Liste des points importants de l’article:
- Avant l’avènement des emails et des SMS, savoir taper était une compétence manuelle importante.
- Le logiciel Mavis Beacon Teaches Typing est devenu populaire dans les années 80.
- Un nouveau documentaire intitulé Seeking Mavis Beacon met en lumière l’histoire de la modèle haïtienne Renée L’Espérance, qui a posé pour Mavis Beacon.
- Le documentaire explore les implications de la représentation et de la visibilité en ligne.
- Les réalisatrices du film recherchent activement Renée L’Espérance pour en apprendre davantage sur son histoire.

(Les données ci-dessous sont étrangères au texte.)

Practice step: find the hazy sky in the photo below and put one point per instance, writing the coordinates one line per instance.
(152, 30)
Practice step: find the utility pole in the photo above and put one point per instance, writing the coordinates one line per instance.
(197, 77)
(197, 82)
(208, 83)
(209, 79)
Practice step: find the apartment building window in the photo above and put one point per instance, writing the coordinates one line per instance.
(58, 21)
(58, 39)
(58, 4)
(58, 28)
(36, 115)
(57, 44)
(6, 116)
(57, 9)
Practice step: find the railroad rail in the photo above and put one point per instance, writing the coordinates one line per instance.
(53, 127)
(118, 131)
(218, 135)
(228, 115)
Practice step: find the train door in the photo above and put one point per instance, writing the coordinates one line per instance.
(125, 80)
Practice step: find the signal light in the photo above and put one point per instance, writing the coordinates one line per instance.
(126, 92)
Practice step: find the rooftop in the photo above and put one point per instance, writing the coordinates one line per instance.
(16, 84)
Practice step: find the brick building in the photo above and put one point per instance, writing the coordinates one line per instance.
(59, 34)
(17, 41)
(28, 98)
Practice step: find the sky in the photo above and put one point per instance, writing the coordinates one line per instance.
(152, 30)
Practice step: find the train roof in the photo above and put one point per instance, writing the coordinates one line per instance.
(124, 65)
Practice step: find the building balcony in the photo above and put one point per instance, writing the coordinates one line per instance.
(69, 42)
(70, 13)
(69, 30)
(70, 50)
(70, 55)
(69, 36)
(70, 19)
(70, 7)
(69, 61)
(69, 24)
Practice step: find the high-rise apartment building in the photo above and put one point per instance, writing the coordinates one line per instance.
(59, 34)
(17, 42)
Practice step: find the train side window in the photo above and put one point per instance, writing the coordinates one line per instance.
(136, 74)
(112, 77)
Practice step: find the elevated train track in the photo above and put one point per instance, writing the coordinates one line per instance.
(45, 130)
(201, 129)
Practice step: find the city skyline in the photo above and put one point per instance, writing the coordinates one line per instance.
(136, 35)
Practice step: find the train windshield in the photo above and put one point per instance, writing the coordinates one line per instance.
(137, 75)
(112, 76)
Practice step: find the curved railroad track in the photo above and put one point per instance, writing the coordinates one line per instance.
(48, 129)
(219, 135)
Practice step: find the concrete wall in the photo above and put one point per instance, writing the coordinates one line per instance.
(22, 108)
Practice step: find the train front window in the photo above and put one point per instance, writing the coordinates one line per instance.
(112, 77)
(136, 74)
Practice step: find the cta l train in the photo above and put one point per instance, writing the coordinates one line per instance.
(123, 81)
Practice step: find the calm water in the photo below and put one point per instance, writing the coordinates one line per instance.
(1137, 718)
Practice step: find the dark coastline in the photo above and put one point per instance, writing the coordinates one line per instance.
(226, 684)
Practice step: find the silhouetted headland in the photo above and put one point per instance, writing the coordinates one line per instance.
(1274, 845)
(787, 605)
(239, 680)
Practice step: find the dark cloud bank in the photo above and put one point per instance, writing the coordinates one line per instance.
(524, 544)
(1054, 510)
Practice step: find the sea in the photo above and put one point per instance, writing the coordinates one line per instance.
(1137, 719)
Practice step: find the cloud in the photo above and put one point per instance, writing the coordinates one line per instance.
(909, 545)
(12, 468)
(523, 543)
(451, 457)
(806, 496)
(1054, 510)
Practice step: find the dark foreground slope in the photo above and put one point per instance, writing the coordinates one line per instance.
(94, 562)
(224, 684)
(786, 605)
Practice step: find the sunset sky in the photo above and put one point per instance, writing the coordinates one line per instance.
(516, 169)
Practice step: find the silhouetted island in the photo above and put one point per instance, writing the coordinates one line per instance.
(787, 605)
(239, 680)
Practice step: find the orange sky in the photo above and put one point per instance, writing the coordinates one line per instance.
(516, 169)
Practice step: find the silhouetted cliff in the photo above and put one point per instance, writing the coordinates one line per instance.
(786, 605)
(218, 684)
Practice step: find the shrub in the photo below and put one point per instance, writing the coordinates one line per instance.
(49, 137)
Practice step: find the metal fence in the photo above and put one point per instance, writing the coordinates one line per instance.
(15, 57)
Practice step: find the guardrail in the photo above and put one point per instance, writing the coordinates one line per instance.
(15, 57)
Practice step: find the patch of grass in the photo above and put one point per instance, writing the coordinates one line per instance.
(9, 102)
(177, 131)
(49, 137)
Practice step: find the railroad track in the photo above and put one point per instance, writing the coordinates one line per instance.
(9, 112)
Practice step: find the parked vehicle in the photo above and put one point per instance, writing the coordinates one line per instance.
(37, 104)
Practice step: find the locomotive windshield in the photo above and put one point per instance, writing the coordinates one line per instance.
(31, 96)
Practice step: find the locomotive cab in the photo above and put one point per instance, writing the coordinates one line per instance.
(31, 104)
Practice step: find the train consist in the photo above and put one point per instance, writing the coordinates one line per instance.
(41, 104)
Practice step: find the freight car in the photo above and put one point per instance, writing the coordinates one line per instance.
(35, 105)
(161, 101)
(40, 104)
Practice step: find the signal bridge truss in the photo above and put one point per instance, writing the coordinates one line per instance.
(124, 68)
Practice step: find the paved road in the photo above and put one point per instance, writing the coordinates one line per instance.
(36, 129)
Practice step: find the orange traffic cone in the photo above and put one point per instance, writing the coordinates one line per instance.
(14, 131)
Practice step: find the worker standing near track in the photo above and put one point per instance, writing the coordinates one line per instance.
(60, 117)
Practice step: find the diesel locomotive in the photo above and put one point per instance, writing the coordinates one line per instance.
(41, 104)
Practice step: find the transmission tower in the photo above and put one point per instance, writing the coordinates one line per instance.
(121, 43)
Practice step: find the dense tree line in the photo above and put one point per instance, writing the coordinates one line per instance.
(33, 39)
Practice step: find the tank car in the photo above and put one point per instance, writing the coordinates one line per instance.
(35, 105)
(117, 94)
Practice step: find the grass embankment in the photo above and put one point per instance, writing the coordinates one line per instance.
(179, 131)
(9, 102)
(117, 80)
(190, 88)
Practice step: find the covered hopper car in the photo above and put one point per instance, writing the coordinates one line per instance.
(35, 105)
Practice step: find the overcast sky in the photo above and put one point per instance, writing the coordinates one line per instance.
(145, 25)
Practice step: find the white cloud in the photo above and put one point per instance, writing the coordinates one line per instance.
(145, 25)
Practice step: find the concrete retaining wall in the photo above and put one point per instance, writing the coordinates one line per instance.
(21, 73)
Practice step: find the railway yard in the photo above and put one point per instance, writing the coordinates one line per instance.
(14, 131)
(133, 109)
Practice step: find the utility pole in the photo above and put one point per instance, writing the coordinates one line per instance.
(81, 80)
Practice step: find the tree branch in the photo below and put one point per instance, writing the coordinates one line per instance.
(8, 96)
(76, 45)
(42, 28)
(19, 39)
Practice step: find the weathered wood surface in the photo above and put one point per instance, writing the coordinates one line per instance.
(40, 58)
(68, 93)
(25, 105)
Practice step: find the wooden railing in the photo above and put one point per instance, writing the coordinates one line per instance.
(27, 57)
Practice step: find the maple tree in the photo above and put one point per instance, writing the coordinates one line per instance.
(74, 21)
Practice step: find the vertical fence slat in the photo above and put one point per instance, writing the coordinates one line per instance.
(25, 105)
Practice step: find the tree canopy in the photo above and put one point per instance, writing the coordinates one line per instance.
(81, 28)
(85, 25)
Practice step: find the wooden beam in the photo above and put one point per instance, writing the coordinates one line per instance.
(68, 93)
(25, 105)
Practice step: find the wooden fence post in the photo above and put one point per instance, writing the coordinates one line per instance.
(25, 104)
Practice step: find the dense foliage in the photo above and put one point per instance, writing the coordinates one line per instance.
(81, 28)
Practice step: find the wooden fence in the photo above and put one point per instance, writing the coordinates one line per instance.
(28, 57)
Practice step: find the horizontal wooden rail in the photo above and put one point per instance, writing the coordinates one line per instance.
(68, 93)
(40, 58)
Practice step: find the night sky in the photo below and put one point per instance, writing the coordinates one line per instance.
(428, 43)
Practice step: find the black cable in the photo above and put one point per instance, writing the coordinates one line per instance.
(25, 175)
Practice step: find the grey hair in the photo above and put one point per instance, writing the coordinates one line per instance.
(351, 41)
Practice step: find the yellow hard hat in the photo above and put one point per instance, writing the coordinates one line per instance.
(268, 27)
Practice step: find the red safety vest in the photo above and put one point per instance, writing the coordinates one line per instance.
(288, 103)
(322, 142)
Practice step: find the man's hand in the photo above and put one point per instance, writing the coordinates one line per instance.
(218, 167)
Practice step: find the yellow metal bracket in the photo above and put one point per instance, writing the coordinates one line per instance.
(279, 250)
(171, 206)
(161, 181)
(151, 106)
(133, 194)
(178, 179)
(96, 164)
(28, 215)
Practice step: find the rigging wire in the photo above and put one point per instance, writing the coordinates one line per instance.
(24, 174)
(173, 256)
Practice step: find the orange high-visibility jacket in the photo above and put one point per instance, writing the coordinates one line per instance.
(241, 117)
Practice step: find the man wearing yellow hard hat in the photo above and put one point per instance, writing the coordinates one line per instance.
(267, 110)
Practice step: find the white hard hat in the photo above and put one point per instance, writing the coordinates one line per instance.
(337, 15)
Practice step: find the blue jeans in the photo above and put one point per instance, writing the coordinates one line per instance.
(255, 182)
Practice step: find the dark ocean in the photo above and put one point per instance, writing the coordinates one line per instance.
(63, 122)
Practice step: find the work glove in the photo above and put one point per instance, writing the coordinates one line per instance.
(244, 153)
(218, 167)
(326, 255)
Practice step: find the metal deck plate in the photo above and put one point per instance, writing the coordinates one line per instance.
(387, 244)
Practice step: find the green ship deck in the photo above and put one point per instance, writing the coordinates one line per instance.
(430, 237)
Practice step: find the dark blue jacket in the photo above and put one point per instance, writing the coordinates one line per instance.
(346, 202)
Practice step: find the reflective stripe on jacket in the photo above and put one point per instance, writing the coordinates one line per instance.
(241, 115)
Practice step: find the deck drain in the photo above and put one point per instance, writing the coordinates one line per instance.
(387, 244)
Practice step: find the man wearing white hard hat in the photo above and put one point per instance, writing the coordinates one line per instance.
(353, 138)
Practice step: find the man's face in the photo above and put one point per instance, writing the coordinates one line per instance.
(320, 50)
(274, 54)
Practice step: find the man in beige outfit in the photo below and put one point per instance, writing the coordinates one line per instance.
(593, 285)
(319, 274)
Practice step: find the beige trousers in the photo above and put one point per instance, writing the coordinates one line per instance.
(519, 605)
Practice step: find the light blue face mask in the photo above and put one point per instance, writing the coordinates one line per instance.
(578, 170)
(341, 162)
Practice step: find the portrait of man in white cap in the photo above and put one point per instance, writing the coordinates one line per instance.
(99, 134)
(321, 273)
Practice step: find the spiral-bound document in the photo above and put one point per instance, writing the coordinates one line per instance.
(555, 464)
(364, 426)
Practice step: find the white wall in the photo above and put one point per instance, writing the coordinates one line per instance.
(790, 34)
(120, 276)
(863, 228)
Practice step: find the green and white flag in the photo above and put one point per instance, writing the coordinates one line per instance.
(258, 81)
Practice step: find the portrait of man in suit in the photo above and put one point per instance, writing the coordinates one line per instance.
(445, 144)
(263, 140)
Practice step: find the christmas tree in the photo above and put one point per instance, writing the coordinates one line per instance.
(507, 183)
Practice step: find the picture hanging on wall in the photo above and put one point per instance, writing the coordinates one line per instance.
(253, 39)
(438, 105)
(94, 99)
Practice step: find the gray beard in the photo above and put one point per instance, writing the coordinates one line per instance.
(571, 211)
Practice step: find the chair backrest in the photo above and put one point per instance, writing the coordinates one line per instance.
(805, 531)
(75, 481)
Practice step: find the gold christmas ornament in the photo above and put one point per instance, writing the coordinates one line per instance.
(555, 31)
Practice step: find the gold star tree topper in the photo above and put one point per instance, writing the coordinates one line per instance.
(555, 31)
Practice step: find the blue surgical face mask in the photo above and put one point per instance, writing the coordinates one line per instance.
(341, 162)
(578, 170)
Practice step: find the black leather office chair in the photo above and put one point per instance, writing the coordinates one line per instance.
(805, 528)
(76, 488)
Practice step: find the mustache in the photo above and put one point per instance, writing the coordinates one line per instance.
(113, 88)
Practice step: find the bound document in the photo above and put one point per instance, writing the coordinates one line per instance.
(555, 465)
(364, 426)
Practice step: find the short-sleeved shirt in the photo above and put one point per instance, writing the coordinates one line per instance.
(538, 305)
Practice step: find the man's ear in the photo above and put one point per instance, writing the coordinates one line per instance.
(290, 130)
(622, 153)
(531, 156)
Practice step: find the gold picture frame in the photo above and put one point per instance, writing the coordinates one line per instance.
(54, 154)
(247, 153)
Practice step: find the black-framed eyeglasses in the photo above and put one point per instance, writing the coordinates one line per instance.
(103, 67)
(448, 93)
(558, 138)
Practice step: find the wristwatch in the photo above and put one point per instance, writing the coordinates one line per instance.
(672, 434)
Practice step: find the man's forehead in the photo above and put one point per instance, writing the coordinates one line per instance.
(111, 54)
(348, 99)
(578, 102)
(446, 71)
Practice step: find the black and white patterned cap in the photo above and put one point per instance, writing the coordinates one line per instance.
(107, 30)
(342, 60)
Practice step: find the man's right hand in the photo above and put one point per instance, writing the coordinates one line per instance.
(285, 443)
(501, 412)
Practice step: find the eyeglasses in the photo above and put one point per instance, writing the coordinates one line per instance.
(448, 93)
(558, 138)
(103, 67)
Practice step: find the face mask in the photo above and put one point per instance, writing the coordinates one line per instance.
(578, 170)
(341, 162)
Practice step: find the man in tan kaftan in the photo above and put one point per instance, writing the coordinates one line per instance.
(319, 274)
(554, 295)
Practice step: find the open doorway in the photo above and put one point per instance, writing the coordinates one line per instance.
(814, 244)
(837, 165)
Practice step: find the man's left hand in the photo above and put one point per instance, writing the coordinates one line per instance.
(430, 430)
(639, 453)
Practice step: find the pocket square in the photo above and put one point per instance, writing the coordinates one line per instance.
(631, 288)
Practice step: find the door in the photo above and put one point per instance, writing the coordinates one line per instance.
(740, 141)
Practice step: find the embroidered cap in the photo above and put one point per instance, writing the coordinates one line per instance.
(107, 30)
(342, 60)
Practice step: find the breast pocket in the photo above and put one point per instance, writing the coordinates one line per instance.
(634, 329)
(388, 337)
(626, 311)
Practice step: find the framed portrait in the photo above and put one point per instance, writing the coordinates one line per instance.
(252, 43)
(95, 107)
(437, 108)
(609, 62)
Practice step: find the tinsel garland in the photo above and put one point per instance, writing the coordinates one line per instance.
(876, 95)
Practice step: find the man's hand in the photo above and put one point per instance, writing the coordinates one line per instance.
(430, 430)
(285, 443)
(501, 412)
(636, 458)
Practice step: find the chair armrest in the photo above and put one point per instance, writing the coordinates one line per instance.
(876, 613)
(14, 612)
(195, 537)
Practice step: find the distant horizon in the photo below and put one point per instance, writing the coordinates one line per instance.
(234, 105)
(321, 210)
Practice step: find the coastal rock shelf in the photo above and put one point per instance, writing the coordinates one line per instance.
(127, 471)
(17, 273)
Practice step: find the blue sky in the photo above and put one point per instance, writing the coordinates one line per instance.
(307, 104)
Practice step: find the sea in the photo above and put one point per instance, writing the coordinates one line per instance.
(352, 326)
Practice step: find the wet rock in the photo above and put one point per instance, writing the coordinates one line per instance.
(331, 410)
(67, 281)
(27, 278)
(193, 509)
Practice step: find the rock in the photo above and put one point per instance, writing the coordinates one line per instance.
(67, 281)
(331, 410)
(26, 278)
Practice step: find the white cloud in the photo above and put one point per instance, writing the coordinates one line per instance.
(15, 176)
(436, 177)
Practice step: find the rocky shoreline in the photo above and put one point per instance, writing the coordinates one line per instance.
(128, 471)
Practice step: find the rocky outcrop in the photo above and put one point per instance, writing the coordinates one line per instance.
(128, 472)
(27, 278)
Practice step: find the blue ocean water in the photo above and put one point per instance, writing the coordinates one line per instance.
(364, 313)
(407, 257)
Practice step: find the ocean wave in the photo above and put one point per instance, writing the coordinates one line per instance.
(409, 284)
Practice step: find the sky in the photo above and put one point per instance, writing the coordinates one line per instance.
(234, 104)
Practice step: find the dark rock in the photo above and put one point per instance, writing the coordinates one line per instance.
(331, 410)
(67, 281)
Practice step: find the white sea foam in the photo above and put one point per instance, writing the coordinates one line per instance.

Avant que les emails et les SMS ne deviennent des moyens de communication courants, savoir taper était une compétence manuelle essentielle. Dans les années 80, maîtriser la frappe à une vitesse minimale de 40 mots par minute était un exploit réservé à quelques initiés. Le logiciel Mavis Beacon Teaches Typing, lancé à la fin de 1987, est rapidement devenu populaire auprès des utilisateurs d’ordinateurs personnels.
Le nouveau documentaire, Seeking Mavis Beacon, met en lumière l’histoire de Renée L’Espérance, la modèle haïtienne qui a posé pour Mavis Beacon. Les réalisatrices du film, Jazmin Renée Jones et Olivia McKayla Ross, se lancent dans une quête pour retrouver la véritable identité derrière le personnage emblématique.
Le documentaire explore les implications de la représentation et de la visibilité en ligne, en montrant comment ces enjeux sont particulièrement complexes dans la culture queer. Jones et Ross mettent en lumière les dangers de la surexposition et de la viralité des images en ligne, en s’inspirant des enseignements des femmes transgenres de couleur.
En fin de compte, Jones et Ross retracent l’histoire de L’Espérance, découvrant qu’elle a été payée seulement 500 dollars pour poser en tant que Mavis Beacon, sans même savoir ce qu’était un ordinateur. Lorsque le Software Toolworks, la société mère de Beacon, a publié la cinquième édition de l’application avec une nouvelle image de l’instructrice, L’Espérance a intenté un procès pour violation de ses droits d’image.
La société finit par remplacer Renée L’Espérance par plusieurs mannequins noirs, mais aucun n’a laissé une impression aussi forte.
La fin du procès de L’Espérance n’est pas claire, mais les développeurs de l’application, des geeks typiques d’une start-up californienne, ont curieusement omis ce détail inquiétant de leur folklore soigneusement élaboré. Après une recherche intensive sur tout le pays, les réalisateurs du film ne parviennent qu’à se rapprocher du fils de L’Espérance, qui leur dit poliment que sa mère préfère rester introuvable. Dans un documentaire plus traditionnel, cet épilogue aurait été un arrêt de projet. Mais ici, c’est juste une étape du chemin.
Consciente des détectives amateurs qui pourraient regarder, Jones a laissé entendre la perspective de projets de suite explorant les identités des femmes qui ont suivi L’Espérance dans le rôle de Beacon. L’œuvre d’art moderne qu’elle et Ross ont créée se déploie comme un message chaleureux et ouvert, que la typographie ne pourrait jamais rendre justice. L’espoir est qu’un jour, l’enseignante OG voit le film et peut-être esquisse un sourire.
Points importants:
1. La société remplace Renée L’Espérance par des mannequins noirs.
2. Le procès de L’Espérance n’a pas de conclusion claire.
3. Les réalisateurs du film ne parviennent qu’à rencontrer le fils de L’Espérance.
4. Les réalisateurs envisagent des projets de suite explorant les femmes qui ont suivi L’Espérance.
5. L’œuvre d’art moderne créée par Jones et Ross est un message ouvert et chaleureux.